Second, sometimes the actions were not configured correctly; for instance, the underlying flows might only be templates. Consequently, even if an agent correctly classified the topic and action, it failed to provide the correct result. Completing these templates offers a solution.
Third, the required topic or action was absent, preventing the agent from answering the user’s queries. Adding new topics and actions addresses this issue.
For all these scenarios, an automatic pipeline is designed and developed. Using our prompt optimization pipeline, the topics and actions instructions are optimized. For the other two scenarios, LLMs are used to cluster the queries and provide the necessary objects to generate the required topics, actions, corresponding instructions, and Apex Codes.
The Apex Codes are then sent to a staging area for debugging and deployment to the org. Any errors encountered are fed back to the LLMs and corrected. We then create or modify the Agent Script and deploy it to the org.
In one iteration, the agent’s accuracy improved from the initial 35% to approximately 70% by adding two new topics, five new actions, and optimizing the instructions within other topics. This represents almost a doubling of performance in just one iteration, and with subsequent iterations, an accuracy exceeding 95% could be reached, giving users confidence in deploying the agent to the real world. Read more on challenges and improving the agents in our previous blog Better LLM Agents for CRM Tasks: Tips and Tricks.
How is Salesforce using this service as customer zero today?

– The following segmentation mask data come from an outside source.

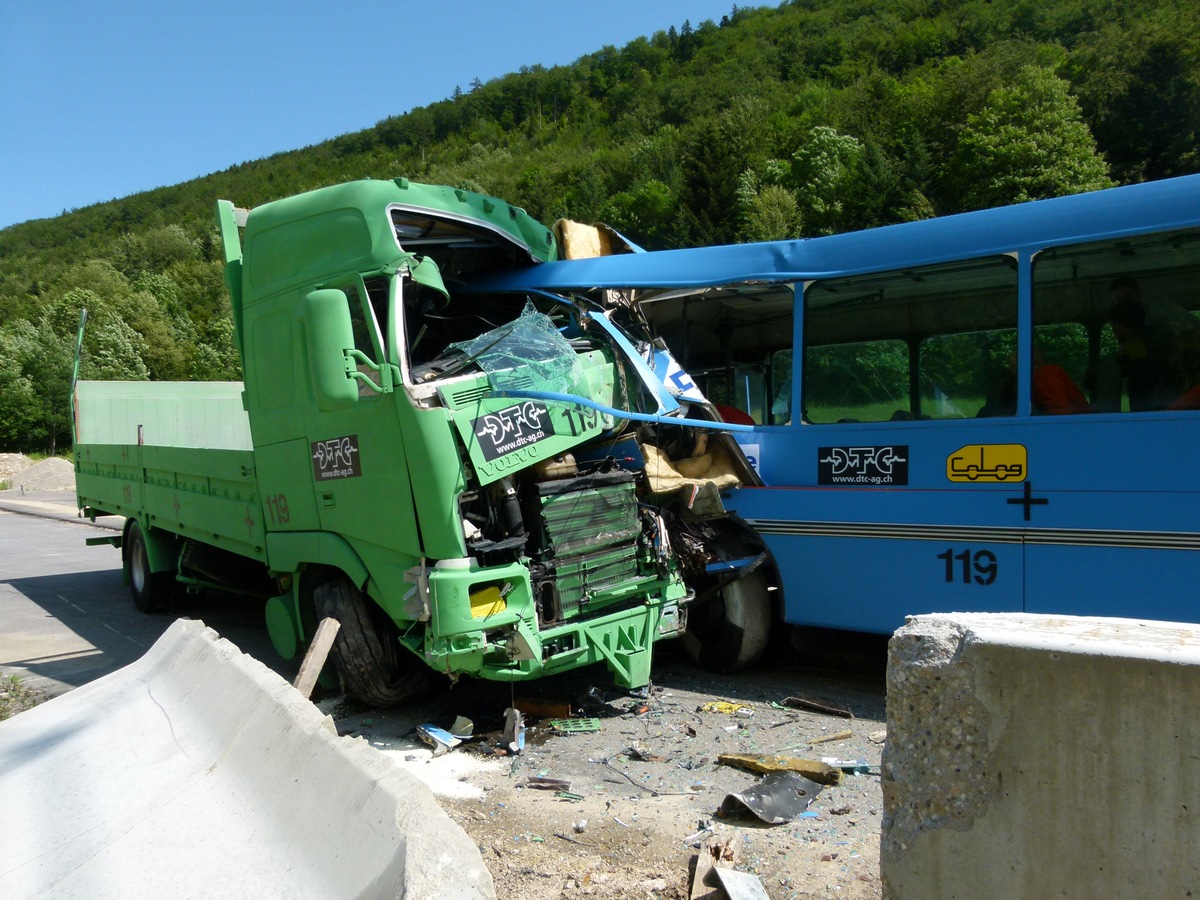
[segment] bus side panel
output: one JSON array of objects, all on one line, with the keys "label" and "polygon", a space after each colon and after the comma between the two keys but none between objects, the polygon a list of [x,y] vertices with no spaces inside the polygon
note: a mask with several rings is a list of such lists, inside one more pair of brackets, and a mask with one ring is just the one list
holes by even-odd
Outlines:
[{"label": "bus side panel", "polygon": [[887,634],[921,613],[1021,609],[1020,545],[765,537],[791,624]]},{"label": "bus side panel", "polygon": [[[730,506],[774,554],[791,624],[887,634],[920,613],[1022,610],[1020,533],[947,526],[934,499],[971,500],[930,491],[743,488]],[[967,518],[964,508],[949,521]]]},{"label": "bus side panel", "polygon": [[1200,551],[1134,547],[1026,548],[1026,611],[1195,622]]}]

Upon launching our service as an internal demo tool, it successfully generated plenty of synthetic orgs within the first month itself. This service proved valuable to multiple internal teams – research and data science teams utilized it to generate data for benchmarking their own agents, security teams leveraged it in their red teaming efforts for the Agentforce agents, and solution engineers used it to create demos of Salesforce products and offerings for prospective customers. These generated orgs were diverse, encompassing a variety of contexts, including different industries, varying record counts, distinct objects, and specific requirements for particular objects. The data quality was consistently reviewed by these internal teams and generally met expectations.

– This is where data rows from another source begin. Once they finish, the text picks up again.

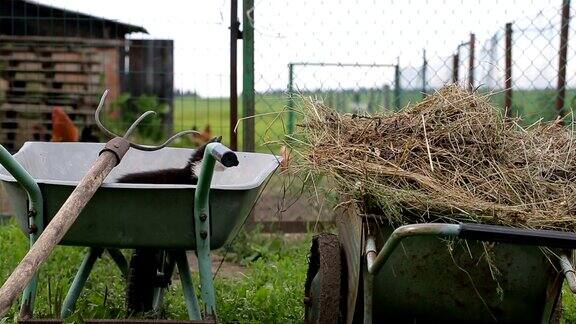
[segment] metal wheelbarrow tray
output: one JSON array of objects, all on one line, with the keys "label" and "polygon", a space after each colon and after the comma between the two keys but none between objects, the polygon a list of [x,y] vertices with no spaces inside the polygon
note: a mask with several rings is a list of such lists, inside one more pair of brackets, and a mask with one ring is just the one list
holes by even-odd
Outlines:
[{"label": "metal wheelbarrow tray", "polygon": [[[39,184],[48,223],[98,157],[103,143],[28,142],[14,158]],[[182,167],[192,150],[130,149],[98,189],[60,244],[91,247],[154,247],[193,250],[195,185],[115,183],[127,173]],[[246,220],[265,182],[278,166],[275,156],[237,153],[234,168],[216,165],[210,190],[211,249],[224,245]],[[27,195],[0,167],[18,224],[28,233]]]},{"label": "metal wheelbarrow tray", "polygon": [[394,228],[378,217],[350,208],[337,217],[338,236],[314,237],[308,323],[558,323],[564,277],[576,292],[574,233],[466,223]]}]

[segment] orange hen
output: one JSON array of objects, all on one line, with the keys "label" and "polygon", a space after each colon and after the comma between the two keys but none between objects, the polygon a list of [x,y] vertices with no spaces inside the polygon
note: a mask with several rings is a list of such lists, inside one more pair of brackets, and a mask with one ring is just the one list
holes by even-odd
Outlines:
[{"label": "orange hen", "polygon": [[210,130],[210,125],[206,125],[204,131],[199,134],[193,135],[193,141],[196,146],[200,146],[212,138],[212,131]]},{"label": "orange hen", "polygon": [[60,107],[52,110],[52,142],[78,142],[78,128]]}]

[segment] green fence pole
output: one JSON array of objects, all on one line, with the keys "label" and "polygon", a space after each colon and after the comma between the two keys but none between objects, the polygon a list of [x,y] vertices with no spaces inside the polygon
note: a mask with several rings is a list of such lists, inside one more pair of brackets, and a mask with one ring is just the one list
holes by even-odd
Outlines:
[{"label": "green fence pole", "polygon": [[[243,117],[255,115],[254,100],[254,0],[242,1],[242,110]],[[230,125],[234,127],[234,125]],[[256,147],[256,129],[254,118],[246,118],[243,122],[242,149],[245,152],[254,152]]]},{"label": "green fence pole", "polygon": [[294,134],[294,64],[288,64],[288,135]]},{"label": "green fence pole", "polygon": [[394,67],[394,108],[400,109],[400,62]]}]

Furthermore, a significant component of this data generation pipeline, which constitutes its core functionality, was also integrated into OrgFarm – an existing internal Salesforce service dedicated to creating all types of Salesforce orgs. Prior to this integration, OrgFarm relied on Snowfakery for populating data within the created orgs. Now, however, users can utilize the AI Powered Data Generation to generate and populate their orgs with contextually rich and relevant data. Following this integration, the monthly number of requests for AI-Powered Data Generation started growing more than those for Snowfakery.
Conclusion
The CRMArena Salesforce Org Data Generator (ODG) solves two major hurdles for developing enterprise AI agents – data security and accuracy. ODG creates a secure, realistic Salesforce Org simulation by generating complex, synthetic CRM data that mirrors production complexity without compliance or privacy risks.

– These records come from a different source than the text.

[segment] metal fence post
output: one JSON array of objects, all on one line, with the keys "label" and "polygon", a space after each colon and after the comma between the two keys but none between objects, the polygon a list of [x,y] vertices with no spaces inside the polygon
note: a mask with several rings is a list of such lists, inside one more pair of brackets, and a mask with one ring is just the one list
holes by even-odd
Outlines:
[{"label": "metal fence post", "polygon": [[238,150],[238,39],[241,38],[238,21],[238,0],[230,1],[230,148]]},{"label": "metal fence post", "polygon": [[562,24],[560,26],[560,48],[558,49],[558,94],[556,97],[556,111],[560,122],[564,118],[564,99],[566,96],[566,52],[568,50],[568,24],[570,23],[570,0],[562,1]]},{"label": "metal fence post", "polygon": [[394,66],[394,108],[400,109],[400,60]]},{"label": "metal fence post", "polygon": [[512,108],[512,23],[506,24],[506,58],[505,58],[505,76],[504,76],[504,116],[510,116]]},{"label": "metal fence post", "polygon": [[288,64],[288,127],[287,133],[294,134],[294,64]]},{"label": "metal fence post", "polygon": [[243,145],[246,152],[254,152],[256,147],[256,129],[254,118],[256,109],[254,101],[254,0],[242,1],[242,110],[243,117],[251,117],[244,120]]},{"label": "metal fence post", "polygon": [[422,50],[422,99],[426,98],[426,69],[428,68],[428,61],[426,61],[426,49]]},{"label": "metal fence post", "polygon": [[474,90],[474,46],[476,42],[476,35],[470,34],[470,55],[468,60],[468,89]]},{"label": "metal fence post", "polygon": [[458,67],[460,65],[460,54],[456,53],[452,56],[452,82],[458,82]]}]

ODG has three core capabilities –
- Uses advanced LLMs to generate unstructured, structured, and relational data that passes Salesforce validation.
- Automatically creates high-quality testing queries and their ground-truth answers to evaluate agent performance.
- Automates Salesforce testing environment setup and data upload.
A POC demonstrated ODG’s value by nearly doubling an AI agent’s accuracy. ODG is an essential “gym” for enterprise AI agents, empowering developers to confidently build, test, and deploy compliant, high-performing solutions.